Cita Rasa Rempah Harga Mahasiswa

Bandung, 28 Maret 2019 Seorang ibu berumur 40 tahun dengan 4 orang anak yaitu Bu Yani membuka usaha rumah makan rumahan yang diberi nama “Sambel Dadak Bu Yani”. Usaha ini telah ditekuninya sejak tahun 2014 dengan sasaran penjualan yaitu mahasiswa. Karena melihat kondisi mahasiswa yang aktif dalam kegiatan sehari-harinya dan sudah pasti tidak ada waktu untuk memasak, maka Bu Yani menyediakan beberapa makanan yang murah dan sehat baik dari segi kualitas maupun kuantitas. Namun tidak hanya mahasiswa saja yang menjadi konsumen Bu Yani, ada juga dosen dan masyarakat setempat yang menjadi pelanggan setia Bu Yani.

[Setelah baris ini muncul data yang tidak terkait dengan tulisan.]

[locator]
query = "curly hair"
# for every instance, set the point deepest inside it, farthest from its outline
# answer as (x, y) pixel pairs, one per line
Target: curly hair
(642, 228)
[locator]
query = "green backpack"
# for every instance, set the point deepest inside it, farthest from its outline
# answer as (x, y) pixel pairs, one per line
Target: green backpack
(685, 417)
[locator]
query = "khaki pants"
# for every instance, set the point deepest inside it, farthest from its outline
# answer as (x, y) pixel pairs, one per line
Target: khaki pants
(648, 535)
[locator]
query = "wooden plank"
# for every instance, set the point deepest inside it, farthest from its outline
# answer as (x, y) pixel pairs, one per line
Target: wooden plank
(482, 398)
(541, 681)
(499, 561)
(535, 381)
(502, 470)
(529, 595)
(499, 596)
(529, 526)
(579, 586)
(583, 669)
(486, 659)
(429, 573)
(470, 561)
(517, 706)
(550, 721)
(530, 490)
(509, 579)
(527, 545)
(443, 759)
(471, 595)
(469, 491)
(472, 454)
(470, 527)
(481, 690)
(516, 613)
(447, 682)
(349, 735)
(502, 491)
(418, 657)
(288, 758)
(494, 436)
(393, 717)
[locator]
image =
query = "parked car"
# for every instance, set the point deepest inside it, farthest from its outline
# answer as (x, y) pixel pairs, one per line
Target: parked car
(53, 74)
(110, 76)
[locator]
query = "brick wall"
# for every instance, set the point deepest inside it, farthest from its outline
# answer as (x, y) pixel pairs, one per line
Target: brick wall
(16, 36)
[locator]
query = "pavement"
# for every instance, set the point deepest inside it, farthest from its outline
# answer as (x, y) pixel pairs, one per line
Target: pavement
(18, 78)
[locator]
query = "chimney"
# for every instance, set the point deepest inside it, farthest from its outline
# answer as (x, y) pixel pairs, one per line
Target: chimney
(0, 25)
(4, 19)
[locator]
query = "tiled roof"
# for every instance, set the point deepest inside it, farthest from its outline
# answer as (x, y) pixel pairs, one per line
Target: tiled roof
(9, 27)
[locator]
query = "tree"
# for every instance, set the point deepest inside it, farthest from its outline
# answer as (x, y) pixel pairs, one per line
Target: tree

Disini Bu Yani menyajikan setiap makanannya secara mendadak. Kenapa ? karena dengan menyajikannya secara mendadak, makanan itu masih tetap fresh dan pastinya lezat. Seperti slogannya yaitu “Jagonya Masakan Dadakan”. Tak hanya makanannya saja yang dibuat mendadak, tetapi sambalnya pun dibuat secara dadakan saat dipesan, agar pembeli bisa memilih tingkat kepedasannya. Karena Bu Y...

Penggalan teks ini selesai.